Oct. 14, 2008 -- When work friends Marsha Flood and Kathy Sullivan were laid off from their jobs, the women knew they had to get serious about saving money.
The Chicago-area moms went well beyond saving a few bucks a month. Flood cut her family's annual budget by $35,000, and Sullivan paid off her mortgage in just five years.
Flood said once she started, saving became second nature, and she recommends people save as much as possible in good economic times, so they'll be prepared if money gets tight.
"It really does get ingrained in your brain, you can't really get rid of it," Flood said. "It is innate, it is just something you feel guilty [about] if you spend too much."
Flood saved at least $3,500 by hiring a medical claims professional who makes sure she gets a fair shake on medical bills.
She stretches out the time between haircuts by doing her own trims. When she does need a color and cut, she saves $75 a visit by getting it done at a beauty school.
She says she spends just $2 or $3 a day on food by cooking from scratch, freezing in bulk and limiting meat to three-ounce portions.
"It is good for your waistline, all my kids are very thin," she added.
Flood even files her receipts alphabetically by store name so it's easy to ask stores to match competitors' prices or adjust a price if something goes on sale. To her, every little bit adds up.
Do It Yourself
Sullivan paid off her home in just five years by sending all her extra money to the bank each month to go toward the principal on her loan. She saved $36,000 in interest payments.
Her philosophy is to go after the big savings.
"People spend $5,000 on furniture, and if I only spend $100 that is huge," she said.
She resisted making any home improvements until the home was really hers. Instead, she found solid wood furniture by hunting garage sales and thrift stores.
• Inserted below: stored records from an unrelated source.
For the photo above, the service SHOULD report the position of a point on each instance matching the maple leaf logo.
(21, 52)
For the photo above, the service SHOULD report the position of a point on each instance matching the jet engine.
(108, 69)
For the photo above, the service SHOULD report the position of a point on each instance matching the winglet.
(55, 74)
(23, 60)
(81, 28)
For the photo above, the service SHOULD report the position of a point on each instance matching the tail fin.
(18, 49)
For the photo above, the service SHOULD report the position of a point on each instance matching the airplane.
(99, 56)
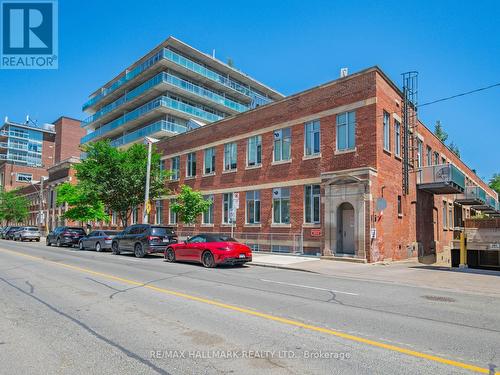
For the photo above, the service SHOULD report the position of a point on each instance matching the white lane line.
(309, 287)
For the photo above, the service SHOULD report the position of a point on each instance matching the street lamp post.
(145, 215)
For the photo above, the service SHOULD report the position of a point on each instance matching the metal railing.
(443, 173)
(162, 101)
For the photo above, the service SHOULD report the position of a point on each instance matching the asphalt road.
(65, 311)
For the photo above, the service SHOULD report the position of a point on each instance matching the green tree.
(83, 205)
(189, 204)
(13, 207)
(117, 178)
(454, 148)
(495, 182)
(439, 132)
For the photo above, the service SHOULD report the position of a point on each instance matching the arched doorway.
(345, 225)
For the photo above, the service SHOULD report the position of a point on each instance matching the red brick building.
(311, 169)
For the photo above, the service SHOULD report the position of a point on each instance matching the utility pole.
(147, 206)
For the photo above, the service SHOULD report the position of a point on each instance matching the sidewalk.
(408, 273)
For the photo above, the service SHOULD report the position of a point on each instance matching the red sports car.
(209, 249)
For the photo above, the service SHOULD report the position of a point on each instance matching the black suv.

And she transformed herself into a do-it-yourselfer and saved $450 by refinishing an old bathtub and $250 by installing her own anti-flooding pump.
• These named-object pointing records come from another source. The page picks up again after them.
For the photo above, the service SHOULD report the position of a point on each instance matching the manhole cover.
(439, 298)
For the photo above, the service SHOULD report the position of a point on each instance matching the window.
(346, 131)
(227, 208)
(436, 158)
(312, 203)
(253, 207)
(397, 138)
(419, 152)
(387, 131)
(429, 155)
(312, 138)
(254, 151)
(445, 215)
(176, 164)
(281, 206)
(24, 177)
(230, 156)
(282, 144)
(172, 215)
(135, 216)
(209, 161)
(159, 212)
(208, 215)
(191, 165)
"I just go to the hardware store, get the materials and figure it out," she said.
Sullivan only buys used cars and pays for them in cash.
Without big bills to pay, the single mom managed to stretch her savings and stay home with her kids for three years after getting laid off from her job.
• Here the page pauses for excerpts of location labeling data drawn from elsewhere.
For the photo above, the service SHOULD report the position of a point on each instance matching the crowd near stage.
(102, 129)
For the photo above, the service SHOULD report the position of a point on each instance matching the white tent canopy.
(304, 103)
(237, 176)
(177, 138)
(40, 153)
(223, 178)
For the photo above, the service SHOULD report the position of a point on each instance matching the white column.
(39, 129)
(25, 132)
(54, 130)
The frugal friends have different ways of cutting costs, but the results are the same -- little to no debt and some peace of mind even in a bad economy.
Tips From the Frugal Moms
Cook From Scratch
Going out to eat can get costly, especially when you factor in purchasing meals for an entire family. By whipping up meals at home, not only can you get in some quality time with the kids, but you'll also have leftovers to tide you over. You can pack a lunch the next day.
Get a Used Car
You might really want the latest, sexiest car with all the bells and whistles, but do you really need it? The monthly loan payment would be an extra drain on already tight finances, not to mention the higher cost to insure your brand new baby.
If you must purchase a vehicle, you may want to look at used, or in the car dealers' euphemism, "preowned" vehicles. A really good one could save you hundreds, if not thousands, of dollars and still have a lot of life in it.
Shop at Thrift Stores
Angst-filled teens and vintage clothes lovers already know this. You can find a ton of cool garments at secondhand stores. Dress them up with items you already own, and you've got a look that's uniquely you, for a fraction of the price.
The added bonus is you likely won't see anyone with the exact same clothes, unlike if you shop at a mall.
Pay Down Your Mortgage
Doing this could free up a lot of money for your family. Those extra funds can be distributed to other household needs.
This seems simple enough, but often people don't do it. Always be on the lookout.
Is it really going to cost that much? Maybe not. Double-check any estimates you receive, phoning competitors to see their pricing. You'll have a better idea of what the price should be.
Learning how to do your own hair could save you plenty of cash. You can ditch the pricey salon. Sure, you may not become a stylist, but you'll be neatly groomed and bank that money. And what looks better than more money in your wallet?
Price Matching and Adjustments
If you're not checking your receipt every time you check out, you could be giving away money. Everyone makes mistakes and cashiers are no different. Make sure the price that's on the paper is the price you thought you'd pay.
Also, as with anything else, shop around and see which stores have the best prices. Some retailers will match the lower price of their competitors.